Funding is at an 8-year low. Investors are sitting on their hands. And upGrad just wrote a ₹100 crore cheque for Internshala.
Let that sink in.
When everyone else is cutting costs, upGrad is acquiring. That’s not reckless — that’s a calculated bet. And if you’re building in EdTech, you need to understand exactly why they made this move.
The upGrad-Internshala Deal Decoded
Internshala isn’t just an internship platform. It has 21 million+ registered students, strong brand recall in Tier 2 and Tier 3 cities, and a sticky early-career user base that upGrad has never been able to crack on its own.
upGrad plays in the upskilling and working-professional segment. Their typical learner is 24-35, working, looking to pivot or climb. Internshala’s user is 18-22, in college, looking for their first break.
That’s a pipeline play. Catch them early at Internshala. Convert them to upGrad learners in 2-3 years. The lifetime value of one acquired user just doubled.
What This Signals for Every EdTech Founder
If you’re an EdTech founder reading this, here’s the uncomfortable truth: consolidation is coming, and it’s coming fast.

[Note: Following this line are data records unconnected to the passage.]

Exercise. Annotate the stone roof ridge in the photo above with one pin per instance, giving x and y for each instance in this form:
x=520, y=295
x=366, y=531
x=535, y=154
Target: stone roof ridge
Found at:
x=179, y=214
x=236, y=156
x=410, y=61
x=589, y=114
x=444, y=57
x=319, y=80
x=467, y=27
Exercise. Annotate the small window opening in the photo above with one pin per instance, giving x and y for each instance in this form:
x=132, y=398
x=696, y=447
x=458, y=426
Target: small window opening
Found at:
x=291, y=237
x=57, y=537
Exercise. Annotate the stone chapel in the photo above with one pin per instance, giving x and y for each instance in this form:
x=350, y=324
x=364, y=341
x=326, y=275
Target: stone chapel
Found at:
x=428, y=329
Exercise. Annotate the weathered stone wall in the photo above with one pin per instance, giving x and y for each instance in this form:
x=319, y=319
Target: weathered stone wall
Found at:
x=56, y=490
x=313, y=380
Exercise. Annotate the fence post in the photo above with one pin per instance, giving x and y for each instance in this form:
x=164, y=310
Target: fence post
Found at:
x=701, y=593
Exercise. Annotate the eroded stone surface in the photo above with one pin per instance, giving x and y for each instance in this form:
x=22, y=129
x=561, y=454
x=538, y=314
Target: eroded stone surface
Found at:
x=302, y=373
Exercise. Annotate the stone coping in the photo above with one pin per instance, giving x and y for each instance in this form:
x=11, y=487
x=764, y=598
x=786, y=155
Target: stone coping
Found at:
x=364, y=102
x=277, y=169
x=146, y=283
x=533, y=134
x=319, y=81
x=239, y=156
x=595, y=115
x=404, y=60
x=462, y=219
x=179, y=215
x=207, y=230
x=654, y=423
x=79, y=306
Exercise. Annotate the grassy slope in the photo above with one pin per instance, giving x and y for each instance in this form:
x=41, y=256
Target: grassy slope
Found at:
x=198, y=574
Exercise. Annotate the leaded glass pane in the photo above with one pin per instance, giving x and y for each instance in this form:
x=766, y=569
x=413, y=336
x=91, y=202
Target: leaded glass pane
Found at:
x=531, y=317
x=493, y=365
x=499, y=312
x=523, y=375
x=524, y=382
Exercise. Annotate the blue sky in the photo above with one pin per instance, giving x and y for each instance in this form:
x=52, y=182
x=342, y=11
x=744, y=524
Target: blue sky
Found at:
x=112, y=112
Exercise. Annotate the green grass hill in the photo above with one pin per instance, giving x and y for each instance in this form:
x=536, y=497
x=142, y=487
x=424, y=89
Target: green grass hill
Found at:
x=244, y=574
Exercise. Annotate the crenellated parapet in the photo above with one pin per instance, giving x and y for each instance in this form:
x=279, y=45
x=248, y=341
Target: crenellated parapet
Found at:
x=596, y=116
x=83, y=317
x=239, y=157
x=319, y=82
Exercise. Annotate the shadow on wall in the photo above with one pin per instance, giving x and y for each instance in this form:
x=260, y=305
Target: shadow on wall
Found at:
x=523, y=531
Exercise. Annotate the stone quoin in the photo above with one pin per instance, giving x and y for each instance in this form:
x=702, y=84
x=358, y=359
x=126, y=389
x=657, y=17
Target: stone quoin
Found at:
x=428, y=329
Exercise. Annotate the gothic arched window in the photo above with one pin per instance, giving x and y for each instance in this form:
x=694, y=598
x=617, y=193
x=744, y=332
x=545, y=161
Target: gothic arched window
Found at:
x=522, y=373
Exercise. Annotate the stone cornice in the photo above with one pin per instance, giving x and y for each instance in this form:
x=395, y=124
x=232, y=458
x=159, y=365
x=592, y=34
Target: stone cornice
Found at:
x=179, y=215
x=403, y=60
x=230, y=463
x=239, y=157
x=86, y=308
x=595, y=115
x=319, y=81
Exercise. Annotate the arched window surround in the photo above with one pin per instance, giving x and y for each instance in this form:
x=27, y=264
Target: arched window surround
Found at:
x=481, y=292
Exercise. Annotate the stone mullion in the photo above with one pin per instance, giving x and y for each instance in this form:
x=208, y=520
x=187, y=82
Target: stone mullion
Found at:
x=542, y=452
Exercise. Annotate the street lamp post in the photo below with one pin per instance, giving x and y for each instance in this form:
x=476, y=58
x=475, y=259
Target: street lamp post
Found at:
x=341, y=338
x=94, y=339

The players with deep pockets — upGrad, Physics Wallah, BYJU’s acquirers — are going to use this funding drought to buy what they can’t build. Platforms with large user bases but thin monetization are going to become acquisition targets.
The question you should be asking yourself right now: Are you building something that someone would want to buy? Or are you building something that competes with what the big guys are already buying?

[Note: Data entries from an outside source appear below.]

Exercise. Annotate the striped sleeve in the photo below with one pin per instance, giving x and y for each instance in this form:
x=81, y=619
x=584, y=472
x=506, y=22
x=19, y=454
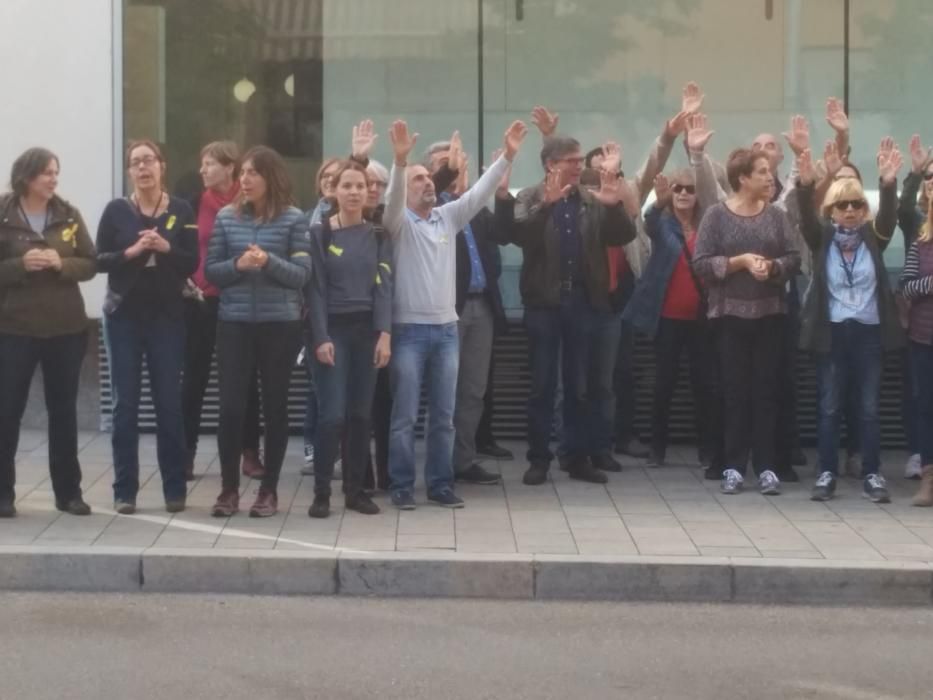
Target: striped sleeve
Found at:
x=912, y=284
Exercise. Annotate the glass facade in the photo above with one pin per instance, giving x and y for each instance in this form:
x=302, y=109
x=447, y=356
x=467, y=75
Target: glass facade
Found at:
x=297, y=74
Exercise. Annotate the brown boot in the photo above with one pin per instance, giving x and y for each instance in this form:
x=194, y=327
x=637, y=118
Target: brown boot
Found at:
x=251, y=466
x=924, y=497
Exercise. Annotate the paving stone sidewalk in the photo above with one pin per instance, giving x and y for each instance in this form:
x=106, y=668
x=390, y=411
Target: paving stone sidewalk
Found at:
x=670, y=511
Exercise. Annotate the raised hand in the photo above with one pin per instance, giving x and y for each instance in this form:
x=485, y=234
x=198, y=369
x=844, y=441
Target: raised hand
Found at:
x=836, y=115
x=662, y=191
x=545, y=120
x=919, y=156
x=612, y=157
x=363, y=139
x=553, y=189
x=692, y=99
x=513, y=138
x=831, y=158
x=402, y=141
x=805, y=169
x=889, y=160
x=698, y=133
x=798, y=138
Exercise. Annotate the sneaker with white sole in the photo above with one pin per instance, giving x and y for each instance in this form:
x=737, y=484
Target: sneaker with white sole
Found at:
x=769, y=484
x=875, y=489
x=913, y=469
x=732, y=482
x=824, y=488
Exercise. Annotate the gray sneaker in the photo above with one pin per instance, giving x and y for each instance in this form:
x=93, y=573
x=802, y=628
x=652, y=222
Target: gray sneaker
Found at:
x=732, y=482
x=769, y=484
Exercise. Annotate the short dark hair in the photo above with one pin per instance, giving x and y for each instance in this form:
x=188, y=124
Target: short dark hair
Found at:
x=741, y=163
x=592, y=153
x=271, y=167
x=557, y=147
x=28, y=167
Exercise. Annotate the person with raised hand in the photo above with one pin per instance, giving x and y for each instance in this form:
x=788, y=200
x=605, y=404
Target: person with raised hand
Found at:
x=259, y=258
x=148, y=243
x=425, y=340
x=350, y=306
x=564, y=231
x=849, y=317
x=745, y=253
x=45, y=251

The Funding Drought Is a Filter, Not a Crisis
I’ve watched three EdTech funding cycles closely. What looks like a crisis in the middle of it always turns out to be a filter on the other side.
The companies with real unit economics, real retention, and real NPS scores will survive and thrive. The ones running on acquisition spend and vanity metrics won’t. This is healthy.

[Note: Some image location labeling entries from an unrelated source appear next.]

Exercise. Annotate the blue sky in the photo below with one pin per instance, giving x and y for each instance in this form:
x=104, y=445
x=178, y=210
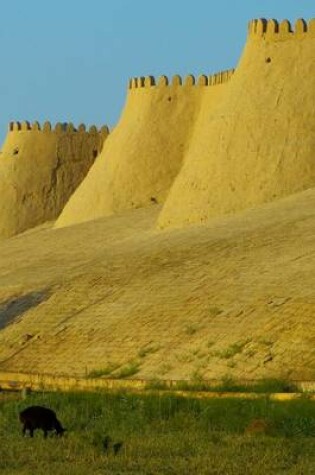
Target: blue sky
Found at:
x=70, y=60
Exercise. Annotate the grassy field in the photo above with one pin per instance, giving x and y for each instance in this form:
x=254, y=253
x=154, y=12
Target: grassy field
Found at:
x=161, y=435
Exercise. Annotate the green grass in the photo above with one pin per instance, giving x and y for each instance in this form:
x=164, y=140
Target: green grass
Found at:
x=130, y=369
x=197, y=383
x=101, y=372
x=161, y=435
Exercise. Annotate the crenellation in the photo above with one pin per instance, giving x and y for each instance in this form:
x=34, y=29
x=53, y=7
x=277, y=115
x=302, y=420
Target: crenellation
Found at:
x=202, y=80
x=273, y=30
x=104, y=131
x=47, y=127
x=300, y=27
x=59, y=128
x=190, y=80
x=149, y=81
x=70, y=128
x=163, y=81
x=25, y=126
x=177, y=81
x=36, y=126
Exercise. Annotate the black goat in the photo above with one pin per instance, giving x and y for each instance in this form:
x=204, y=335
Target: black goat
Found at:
x=37, y=417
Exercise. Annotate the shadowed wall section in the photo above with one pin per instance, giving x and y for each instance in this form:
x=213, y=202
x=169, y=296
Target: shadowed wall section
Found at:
x=144, y=153
x=259, y=143
x=40, y=167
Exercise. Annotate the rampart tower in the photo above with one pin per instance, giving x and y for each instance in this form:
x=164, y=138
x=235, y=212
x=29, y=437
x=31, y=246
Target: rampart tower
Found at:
x=145, y=151
x=40, y=167
x=258, y=145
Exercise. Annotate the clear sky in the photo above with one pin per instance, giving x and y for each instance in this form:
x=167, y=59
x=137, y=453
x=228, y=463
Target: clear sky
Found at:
x=70, y=60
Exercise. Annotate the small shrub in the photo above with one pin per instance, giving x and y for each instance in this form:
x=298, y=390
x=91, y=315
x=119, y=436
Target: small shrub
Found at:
x=130, y=369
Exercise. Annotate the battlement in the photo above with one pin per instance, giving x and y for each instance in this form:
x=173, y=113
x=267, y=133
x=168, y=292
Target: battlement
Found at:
x=273, y=30
x=59, y=128
x=177, y=81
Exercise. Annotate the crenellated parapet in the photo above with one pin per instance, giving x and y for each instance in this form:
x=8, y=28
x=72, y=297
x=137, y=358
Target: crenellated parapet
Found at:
x=59, y=128
x=280, y=31
x=177, y=81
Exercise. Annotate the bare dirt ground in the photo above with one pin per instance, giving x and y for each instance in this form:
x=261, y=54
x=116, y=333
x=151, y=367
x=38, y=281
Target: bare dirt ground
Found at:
x=234, y=297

upGrad acquiring Internshala right now is a signal that they’ve done the math on their own unit economics and they like what they see. Otherwise, you don’t spend ₹100 crore in a down market.
Why the Tier 2-3 Opportunity Is Still Untouched
Here’s what most people miss about this deal: Internshala’s real value isn’t the metros. It’s Patna, Lucknow, Bhopal, Coimbatore.
upGrad has always been a premium, metro-first brand. Internshala reaches students in cities where a ₹50,000 course is still aspirational but ₹5,000 is accessible. That’s a completely different product-market fit — and it’s a massive market that the industry hasn’t cracked at scale.
If upGrad plays this right, they have the distribution to finally crack Tier 2-3 at a price point that makes sense. That’s worth far more than ₹100 crore in the long run.
My Take
I’ve been in EdTech long enough to know that the deals that look weird in the moment usually look obvious in hindsight.
upGrad acquiring Internshala in a down market, for a platform with a completely different user demographic, at ₹100 crore — this is a long game move. It’s portfolio strategy, not desperation.
Whether it works depends entirely on how well they integrate the two cultures, the two products, and the two user journeys. Acquisitions in EdTech have a mixed track record — BYJU’s is the obvious cautionary tale. But the strategic logic here is sound.
Watch this space. The next 18 months in Indian EdTech are going to be fascinating.